In general, there are two kinds of things you can buy in this world. Things that appreciate over time and things that depreciate over time.
The difference between these two is a major one. But often, we make the wrong choice and spend our money on things which do not truly better our lives. We take our time to work and then toss away that hard earned cash on things that rot and rust.
Just think for a second about how you feel when you buy tickets to an event.
You feel excited about how fun the event will be. You are intent on enjoying the experience and being present. Afterwards, you feel happy that you went out and did something which impacted you.
This is why people go to concerts, its not just for the music. They go for the experience of being around so many like minded and high energy individuals.
Contrast this with what happens when you buy an iPad. Yeah you are happy about the purchase. You like your new toy and its fun to use. But over time it becomes just another thing you own and expect to have around. It loses it’s magic. It becomes background noise to your life. When you do this too many times, you start to end up with a bunch of useless junk.
“The things you own end up owning you.” – Tyler Durden in Fight Club
Now, I’m not saying you should skip buying things, especially if you need them. I just want to emphasize that each purchase should come after a moment of reflection. Make every purchase mindfully. Recognize that in some way, whether it be in time or money, you are trading part your life for this object or experience.
I look at it by asking myself the question, “is this purchase going to drastically improve the quality of my life?”
If I can’t answer that with a resounding yes, then it is a signal to me that should probably think twice about buying whatever I am looking at.
Now, not everything that you run through this little test is going to be an investment. You could easily spend the money to get a new iPhone, claiming it improves your life, when you really didn’t need the extra battery life. But the key here is that you are thinking about why you bought something and its implications on your life.
You will still make dumb purchases, but you can use this tool to limit them. You can also use it to refocus on things that will improve your life. When you think about how a purchase will help improve you, it reminds you to take that purchase more seriously.
So, what does this have to do with running out of money.
Well the reason why I wanted to highlight this is because WHAT you spend your money on is directly correlated with how you feel about the expense.
For example, I just spent the majority of my savings to book a 19 day trip through Vietnam, Laos and Thailand. I am doing this as a chance to learn about new cultures and better my understanding of the world.
If I had spent that money on clothes, or even a car, I would likely have buyers remorse. Because those items are the kind of purchase that degrade over time. On the other hand, my trip to Southeast Asia is an investment into myself. Its an adventure, and therefore, I don’t feel fear about the amount I spent on it. Its a search for understanding, so I learn more about the world we live in.

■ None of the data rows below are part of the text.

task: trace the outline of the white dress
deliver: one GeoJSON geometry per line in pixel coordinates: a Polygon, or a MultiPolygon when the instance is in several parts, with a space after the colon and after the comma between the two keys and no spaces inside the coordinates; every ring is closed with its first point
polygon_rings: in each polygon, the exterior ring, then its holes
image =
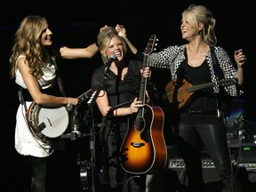
{"type": "MultiPolygon", "coordinates": [[[[20,55],[16,60],[15,83],[22,88],[27,89],[21,74],[17,68],[17,62],[21,58],[25,58],[25,56],[20,55]]],[[[40,88],[47,89],[52,87],[56,77],[55,66],[52,64],[47,64],[43,68],[43,72],[44,76],[38,80],[40,88]]],[[[26,101],[28,108],[31,103],[31,101],[26,101]]],[[[26,119],[26,108],[24,105],[21,104],[20,104],[16,114],[15,148],[20,155],[37,157],[49,156],[51,153],[52,153],[50,144],[42,142],[35,138],[35,136],[30,132],[26,119]]]]}

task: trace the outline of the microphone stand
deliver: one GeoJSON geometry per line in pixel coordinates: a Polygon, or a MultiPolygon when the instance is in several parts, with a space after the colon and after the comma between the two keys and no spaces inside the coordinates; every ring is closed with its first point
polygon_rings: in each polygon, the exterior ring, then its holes
{"type": "Polygon", "coordinates": [[[90,128],[90,152],[91,152],[91,172],[92,172],[92,192],[95,192],[95,181],[94,181],[94,167],[95,167],[95,130],[94,130],[94,123],[92,121],[92,114],[93,114],[93,107],[96,103],[96,100],[102,90],[101,88],[104,87],[105,80],[107,79],[109,74],[109,65],[105,67],[104,69],[104,78],[101,82],[100,87],[94,92],[90,100],[88,100],[88,110],[85,112],[84,121],[86,124],[92,122],[90,128]],[[89,118],[90,117],[90,118],[89,118]]]}

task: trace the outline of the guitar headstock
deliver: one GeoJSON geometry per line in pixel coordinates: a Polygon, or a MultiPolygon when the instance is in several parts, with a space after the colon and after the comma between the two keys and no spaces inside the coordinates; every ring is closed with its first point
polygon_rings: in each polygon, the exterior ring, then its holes
{"type": "Polygon", "coordinates": [[[156,35],[151,35],[149,37],[149,40],[148,42],[148,44],[144,50],[145,55],[149,55],[152,52],[156,51],[156,46],[157,45],[156,42],[158,39],[156,39],[156,35]]]}

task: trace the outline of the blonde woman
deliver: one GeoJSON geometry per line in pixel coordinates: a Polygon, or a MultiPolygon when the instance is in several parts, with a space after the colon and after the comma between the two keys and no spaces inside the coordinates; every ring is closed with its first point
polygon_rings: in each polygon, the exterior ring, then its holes
{"type": "Polygon", "coordinates": [[[218,81],[237,78],[237,84],[226,86],[225,91],[231,96],[239,96],[246,57],[241,49],[236,51],[236,66],[234,67],[225,50],[216,46],[215,23],[211,11],[205,6],[189,5],[182,12],[180,24],[181,37],[188,43],[169,46],[149,56],[151,68],[170,69],[173,81],[177,83],[176,89],[179,86],[180,90],[184,88],[183,84],[178,84],[183,80],[193,85],[214,83],[213,86],[196,92],[183,108],[179,106],[180,101],[184,101],[179,94],[174,99],[171,98],[171,100],[173,99],[173,107],[180,109],[175,134],[186,163],[190,191],[193,192],[206,191],[199,154],[202,148],[205,148],[212,159],[226,191],[233,191],[234,175],[220,113],[218,81]]]}

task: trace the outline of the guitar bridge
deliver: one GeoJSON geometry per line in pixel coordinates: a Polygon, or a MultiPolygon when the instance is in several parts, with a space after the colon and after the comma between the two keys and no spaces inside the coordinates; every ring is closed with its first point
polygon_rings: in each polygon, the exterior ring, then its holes
{"type": "Polygon", "coordinates": [[[132,145],[133,148],[141,148],[142,146],[145,146],[145,143],[132,142],[131,145],[132,145]]]}

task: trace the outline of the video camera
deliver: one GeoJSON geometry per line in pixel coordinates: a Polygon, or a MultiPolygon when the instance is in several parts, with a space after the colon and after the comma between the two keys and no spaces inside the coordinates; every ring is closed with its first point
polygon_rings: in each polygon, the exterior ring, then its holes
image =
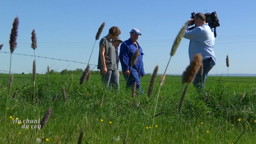
{"type": "MultiPolygon", "coordinates": [[[[195,17],[195,16],[196,15],[196,13],[193,12],[191,13],[191,19],[193,19],[195,17]]],[[[216,27],[220,26],[220,23],[219,23],[219,19],[218,18],[217,16],[217,14],[216,13],[216,11],[214,11],[211,13],[207,13],[204,14],[205,16],[205,18],[206,20],[205,22],[206,23],[208,23],[208,24],[209,26],[211,28],[214,28],[214,37],[216,37],[217,36],[217,34],[216,33],[216,27]]],[[[194,24],[194,21],[192,23],[192,24],[194,24]]],[[[193,27],[189,28],[189,30],[192,30],[195,27],[193,27]]]]}
{"type": "MultiPolygon", "coordinates": [[[[196,13],[193,12],[191,13],[191,19],[193,19],[196,15],[196,13]]],[[[219,23],[219,19],[218,18],[216,12],[214,11],[211,13],[206,13],[204,14],[206,18],[206,22],[208,23],[209,26],[212,28],[215,28],[216,27],[220,26],[220,23],[219,23]]]]}

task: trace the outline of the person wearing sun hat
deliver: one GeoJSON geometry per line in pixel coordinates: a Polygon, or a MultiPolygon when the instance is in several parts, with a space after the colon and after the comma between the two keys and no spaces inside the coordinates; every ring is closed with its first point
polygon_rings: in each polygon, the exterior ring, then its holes
{"type": "Polygon", "coordinates": [[[126,88],[132,87],[134,82],[136,82],[136,89],[139,89],[141,93],[143,94],[144,92],[141,89],[140,78],[144,77],[145,75],[142,61],[144,54],[141,47],[137,42],[139,36],[141,35],[141,34],[137,28],[132,29],[130,33],[130,38],[123,42],[120,46],[119,56],[122,71],[127,81],[126,88]],[[132,57],[137,49],[140,50],[139,55],[136,64],[132,66],[130,71],[132,57]]]}

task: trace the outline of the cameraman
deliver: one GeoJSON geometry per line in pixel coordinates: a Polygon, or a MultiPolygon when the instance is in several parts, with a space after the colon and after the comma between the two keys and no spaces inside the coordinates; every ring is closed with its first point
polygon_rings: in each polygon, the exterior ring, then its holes
{"type": "Polygon", "coordinates": [[[206,22],[206,18],[202,13],[197,13],[194,19],[188,20],[188,26],[195,24],[195,28],[189,30],[187,28],[183,37],[190,40],[188,49],[189,59],[191,60],[195,55],[200,53],[203,58],[203,72],[200,70],[196,74],[193,82],[197,89],[204,88],[208,73],[215,65],[216,59],[213,45],[215,38],[213,31],[206,22]]]}

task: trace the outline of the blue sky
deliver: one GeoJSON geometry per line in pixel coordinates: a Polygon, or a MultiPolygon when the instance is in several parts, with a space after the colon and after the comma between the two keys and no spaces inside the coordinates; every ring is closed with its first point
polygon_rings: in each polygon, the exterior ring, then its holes
{"type": "MultiPolygon", "coordinates": [[[[214,51],[216,65],[209,74],[256,74],[256,2],[254,0],[220,1],[213,3],[191,1],[85,1],[1,0],[0,52],[9,52],[9,40],[12,23],[19,18],[17,48],[14,53],[34,54],[31,33],[35,29],[37,40],[36,55],[87,63],[98,29],[106,23],[100,36],[107,34],[112,26],[121,30],[123,40],[137,28],[142,34],[138,42],[145,54],[145,71],[152,73],[158,65],[163,73],[170,57],[174,39],[191,13],[216,11],[220,26],[217,28],[214,51]]],[[[96,42],[90,64],[97,64],[99,43],[96,42]]],[[[189,63],[189,40],[183,39],[172,58],[167,73],[181,74],[189,63]]],[[[0,70],[9,71],[10,54],[0,52],[0,70]]],[[[60,71],[83,69],[86,65],[36,58],[37,73],[45,73],[47,66],[60,71]]],[[[34,58],[13,54],[11,71],[31,73],[34,58]]],[[[120,64],[119,64],[120,65],[120,64]]],[[[92,67],[93,68],[94,66],[92,67]]],[[[121,67],[121,66],[120,66],[121,67]]],[[[96,70],[96,68],[94,70],[96,70]]],[[[0,71],[0,73],[4,72],[0,71]]]]}

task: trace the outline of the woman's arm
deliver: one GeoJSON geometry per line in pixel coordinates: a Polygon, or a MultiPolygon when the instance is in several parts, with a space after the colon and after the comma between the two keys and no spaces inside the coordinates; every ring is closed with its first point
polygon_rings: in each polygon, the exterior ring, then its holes
{"type": "Polygon", "coordinates": [[[101,60],[101,63],[102,64],[102,74],[105,75],[107,73],[108,70],[107,69],[107,67],[106,66],[106,62],[105,62],[105,56],[104,55],[105,53],[105,46],[104,45],[104,44],[102,44],[100,45],[100,59],[101,60]]]}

However, this is not the norm. Often when a person spends a lot of money, they feel unfulfilled. This is because they are buying the wrong package. Going broke for a new TV is more compelling than going broke to travel because it is immediate. The catch there is that you’re not really gaining anything long-term, because the TV is zero sum. Once you have it, thats it. Every day you own it, it is worth less.

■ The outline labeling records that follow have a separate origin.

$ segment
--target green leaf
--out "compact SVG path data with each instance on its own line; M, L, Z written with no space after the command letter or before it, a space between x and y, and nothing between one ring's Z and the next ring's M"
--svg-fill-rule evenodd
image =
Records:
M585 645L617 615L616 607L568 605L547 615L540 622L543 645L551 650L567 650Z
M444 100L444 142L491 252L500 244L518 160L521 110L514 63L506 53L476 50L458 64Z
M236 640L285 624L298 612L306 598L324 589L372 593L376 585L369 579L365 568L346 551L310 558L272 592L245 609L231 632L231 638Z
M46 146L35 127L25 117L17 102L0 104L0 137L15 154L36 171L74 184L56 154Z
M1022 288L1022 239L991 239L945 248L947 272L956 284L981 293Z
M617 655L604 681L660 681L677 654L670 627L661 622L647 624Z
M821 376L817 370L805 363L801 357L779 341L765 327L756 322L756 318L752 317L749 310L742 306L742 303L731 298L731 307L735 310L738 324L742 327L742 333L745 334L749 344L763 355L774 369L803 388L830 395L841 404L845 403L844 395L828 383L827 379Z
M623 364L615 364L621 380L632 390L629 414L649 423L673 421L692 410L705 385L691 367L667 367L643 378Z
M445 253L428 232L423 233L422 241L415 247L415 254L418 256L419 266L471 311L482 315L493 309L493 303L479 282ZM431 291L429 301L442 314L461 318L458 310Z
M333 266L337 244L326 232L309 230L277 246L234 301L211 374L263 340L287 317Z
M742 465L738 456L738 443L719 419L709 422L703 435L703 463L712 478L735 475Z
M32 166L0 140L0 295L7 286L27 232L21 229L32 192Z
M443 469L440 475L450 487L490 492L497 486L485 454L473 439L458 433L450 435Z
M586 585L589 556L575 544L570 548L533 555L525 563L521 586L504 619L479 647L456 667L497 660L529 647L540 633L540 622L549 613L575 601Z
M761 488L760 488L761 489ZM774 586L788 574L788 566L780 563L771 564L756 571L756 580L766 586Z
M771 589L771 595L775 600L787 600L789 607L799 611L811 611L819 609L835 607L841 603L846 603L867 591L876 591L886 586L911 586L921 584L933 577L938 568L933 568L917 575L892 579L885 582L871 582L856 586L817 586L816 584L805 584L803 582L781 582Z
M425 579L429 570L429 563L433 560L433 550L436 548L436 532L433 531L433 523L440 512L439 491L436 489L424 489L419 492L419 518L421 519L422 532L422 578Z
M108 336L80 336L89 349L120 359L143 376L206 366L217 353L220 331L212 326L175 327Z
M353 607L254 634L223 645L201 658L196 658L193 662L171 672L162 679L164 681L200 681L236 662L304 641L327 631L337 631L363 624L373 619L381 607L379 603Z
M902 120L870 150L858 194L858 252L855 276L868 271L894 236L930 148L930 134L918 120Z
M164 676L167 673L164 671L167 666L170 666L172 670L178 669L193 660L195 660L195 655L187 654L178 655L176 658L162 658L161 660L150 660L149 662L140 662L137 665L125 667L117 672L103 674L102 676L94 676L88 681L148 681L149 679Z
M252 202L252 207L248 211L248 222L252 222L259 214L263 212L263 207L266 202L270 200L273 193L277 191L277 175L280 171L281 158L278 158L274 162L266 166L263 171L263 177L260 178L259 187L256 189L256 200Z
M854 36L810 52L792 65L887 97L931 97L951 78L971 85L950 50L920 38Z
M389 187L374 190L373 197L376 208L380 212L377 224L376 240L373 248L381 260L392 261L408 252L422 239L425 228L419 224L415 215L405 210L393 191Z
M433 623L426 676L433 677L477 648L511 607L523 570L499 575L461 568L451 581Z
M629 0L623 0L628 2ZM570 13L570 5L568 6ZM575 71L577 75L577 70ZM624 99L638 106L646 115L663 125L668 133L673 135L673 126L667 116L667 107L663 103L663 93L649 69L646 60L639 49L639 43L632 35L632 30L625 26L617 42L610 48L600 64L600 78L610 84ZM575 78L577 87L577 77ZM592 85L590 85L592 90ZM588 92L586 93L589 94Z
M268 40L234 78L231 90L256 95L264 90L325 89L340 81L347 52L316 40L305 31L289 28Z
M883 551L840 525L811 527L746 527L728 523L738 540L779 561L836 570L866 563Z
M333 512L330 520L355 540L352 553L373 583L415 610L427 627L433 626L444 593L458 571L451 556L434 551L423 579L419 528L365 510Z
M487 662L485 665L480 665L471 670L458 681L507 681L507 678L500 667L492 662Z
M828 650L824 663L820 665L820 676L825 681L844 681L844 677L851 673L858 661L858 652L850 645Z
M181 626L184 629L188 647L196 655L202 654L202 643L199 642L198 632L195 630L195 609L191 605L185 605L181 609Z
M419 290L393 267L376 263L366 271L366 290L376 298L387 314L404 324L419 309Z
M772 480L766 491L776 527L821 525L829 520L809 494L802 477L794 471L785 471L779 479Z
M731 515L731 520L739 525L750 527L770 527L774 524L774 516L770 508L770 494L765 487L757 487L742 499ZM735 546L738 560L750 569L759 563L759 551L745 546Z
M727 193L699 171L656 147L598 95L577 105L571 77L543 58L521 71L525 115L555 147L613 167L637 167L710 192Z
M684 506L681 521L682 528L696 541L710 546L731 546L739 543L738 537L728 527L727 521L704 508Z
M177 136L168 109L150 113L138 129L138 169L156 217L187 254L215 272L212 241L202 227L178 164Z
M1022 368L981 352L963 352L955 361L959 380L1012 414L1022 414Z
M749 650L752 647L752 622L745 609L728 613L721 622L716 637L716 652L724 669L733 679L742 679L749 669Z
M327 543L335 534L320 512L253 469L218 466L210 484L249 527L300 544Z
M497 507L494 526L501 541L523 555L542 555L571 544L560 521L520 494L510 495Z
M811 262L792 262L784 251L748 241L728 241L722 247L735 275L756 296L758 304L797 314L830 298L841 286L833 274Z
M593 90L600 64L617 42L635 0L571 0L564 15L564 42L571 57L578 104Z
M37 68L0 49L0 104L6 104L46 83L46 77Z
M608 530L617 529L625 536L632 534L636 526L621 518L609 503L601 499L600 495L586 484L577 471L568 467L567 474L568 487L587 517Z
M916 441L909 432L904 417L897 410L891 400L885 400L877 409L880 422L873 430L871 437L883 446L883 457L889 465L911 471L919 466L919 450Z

On the other hand, the trip is an opportunity to learn and grow. It will push you out of your comfort zone and force you to learn things. Even if your trip is horrible, it teaches you how strong you are. It shows you that the worst possible situation has a silver lining. The TV only allows you to “live” vicariously through other people, it doesn’t actually allow you to LIVE. An experience is always worth more when it is firsthand.
Lets say you take trip to Japan, where you learn about a vastly different culture and your life is never the same. This trip might be a small chunk of time in the grand scheme of things. It might have been confusing to not understand the language. It might have sucked to realize that you don’t like Japanese food.

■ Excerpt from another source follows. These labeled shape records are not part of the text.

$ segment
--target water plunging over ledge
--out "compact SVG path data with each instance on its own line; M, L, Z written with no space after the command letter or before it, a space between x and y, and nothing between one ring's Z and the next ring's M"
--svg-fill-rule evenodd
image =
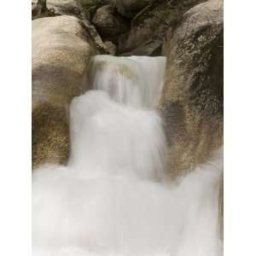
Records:
M221 152L178 183L165 179L154 110L165 62L94 58L94 90L70 107L67 166L43 166L32 177L34 256L221 255Z

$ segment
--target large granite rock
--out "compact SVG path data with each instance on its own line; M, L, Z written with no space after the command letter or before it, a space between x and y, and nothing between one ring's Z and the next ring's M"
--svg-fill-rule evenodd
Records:
M182 15L206 0L152 1L131 20L131 30L119 39L122 55L160 55L163 38Z
M207 161L223 143L223 34L221 0L194 7L169 31L159 109L172 177Z
M44 3L43 6L46 3L47 9L44 7L43 12L42 10L36 12L34 9L38 2ZM81 18L83 9L80 2L79 0L32 0L32 18L55 15L73 15Z
M61 15L32 21L32 166L65 164L68 105L88 89L96 53L83 23Z

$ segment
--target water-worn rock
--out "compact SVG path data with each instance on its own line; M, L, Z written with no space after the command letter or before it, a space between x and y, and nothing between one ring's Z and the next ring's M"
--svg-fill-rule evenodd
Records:
M116 46L111 41L104 42L104 45L105 45L105 48L106 48L107 51L109 52L109 54L111 55L115 55L115 54L116 54Z
M223 143L223 2L185 13L165 44L165 85L159 109L173 177L207 160Z
M116 7L124 17L132 18L151 0L116 0Z
M65 164L68 155L68 104L88 88L95 54L76 17L32 21L32 165Z
M152 1L131 20L131 30L119 38L119 52L123 55L159 53L166 31L186 10L203 1Z
M38 0L32 0L32 6L35 6L38 2ZM46 2L47 11L44 10L44 16L67 15L81 18L83 15L81 3L78 0L41 0L40 2ZM41 13L32 12L32 18L40 16L42 16Z
M119 15L115 8L110 4L97 9L92 23L96 26L103 38L114 38L129 28L127 21Z

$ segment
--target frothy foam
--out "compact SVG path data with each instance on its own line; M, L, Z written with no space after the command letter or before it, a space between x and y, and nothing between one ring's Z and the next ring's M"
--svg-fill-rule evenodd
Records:
M166 183L157 112L145 109L142 96L138 108L108 93L92 90L73 101L67 166L45 165L33 173L33 255L221 255L222 151Z

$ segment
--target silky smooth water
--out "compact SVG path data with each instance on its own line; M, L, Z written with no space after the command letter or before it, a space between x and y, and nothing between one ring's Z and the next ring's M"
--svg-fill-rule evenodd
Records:
M222 151L167 182L166 138L154 110L165 59L96 56L94 61L101 60L104 65L93 67L98 68L92 72L95 90L70 107L67 166L44 165L33 173L33 255L221 255ZM119 65L141 79L128 82Z

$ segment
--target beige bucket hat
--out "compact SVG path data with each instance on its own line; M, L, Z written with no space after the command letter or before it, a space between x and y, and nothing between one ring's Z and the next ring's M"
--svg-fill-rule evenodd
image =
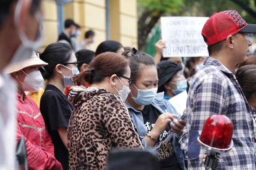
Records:
M16 72L24 68L32 66L38 66L38 67L48 65L39 57L37 57L36 53L33 52L31 57L23 61L11 65L8 65L4 69L4 71L6 73L12 73Z

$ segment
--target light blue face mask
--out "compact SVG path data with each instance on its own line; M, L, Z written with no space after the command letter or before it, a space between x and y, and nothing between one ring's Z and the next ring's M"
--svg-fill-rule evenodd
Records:
M196 65L196 71L198 71L198 70L199 70L199 69L201 68L201 67L202 67L204 63Z
M62 64L61 64L61 65L68 68L68 69L72 70L72 73L73 73L73 76L72 76L70 77L66 77L62 74L62 75L64 77L63 78L63 80L64 81L64 86L65 87L66 87L67 86L73 86L75 85L74 82L72 82L71 80L73 80L73 76L74 75L79 74L79 70L78 70L78 69L77 68L72 68L72 69L71 69Z
M140 90L138 89L133 84L135 88L138 90L137 98L133 97L132 94L132 98L137 104L140 105L149 105L152 103L153 100L157 93L158 88L151 88L150 89Z
M177 94L178 94L182 92L183 92L184 91L186 90L187 89L187 88L188 87L186 80L177 82L177 83L170 82L169 83L176 84L176 85L177 86L177 89L172 90L170 88L172 92L172 93L175 95L177 95Z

But I bet that the trip made you more self-reliant. I bet that the trip forced you to look at who you are as a person and reconcile that with how you fit into your culture, and how that culture compares to Japanese culture. Travel works like that, it opens your eyes. It reveals to you information you couldn’t get out of a book. The best part is that it always works.
Think of the last time you travelled somewhere and got nothing out of it.
Go ahead, I’ll wait.
The point is, when you spend your money on things that enhance your life, you don’t feel the fear of going broke so strongly. Sure its there, but its more muted, because you know the cost will be worth the benefits down the road. You are transported from the scarcity based mindset, to the confidence based mindset.
I’m not saying that you should spend all of your money irresponsibly. Just be more mindful of what you buy. If you are going to go broke for something, do it for an experience that will really be worthwhile. Do it for something you would brag about to any living person. Not for some debaucherous trip that you would be ashamed to tell your future spouse and children about.
“So live your life that the fear of death can never enter your heart.
Trouble no one about their religion; respect others in their view, and
Demand that they respect yours. Love your life, perfect your life,
Beautify all things in your life. Seek to make your life long and
Its purpose in the service of your people.”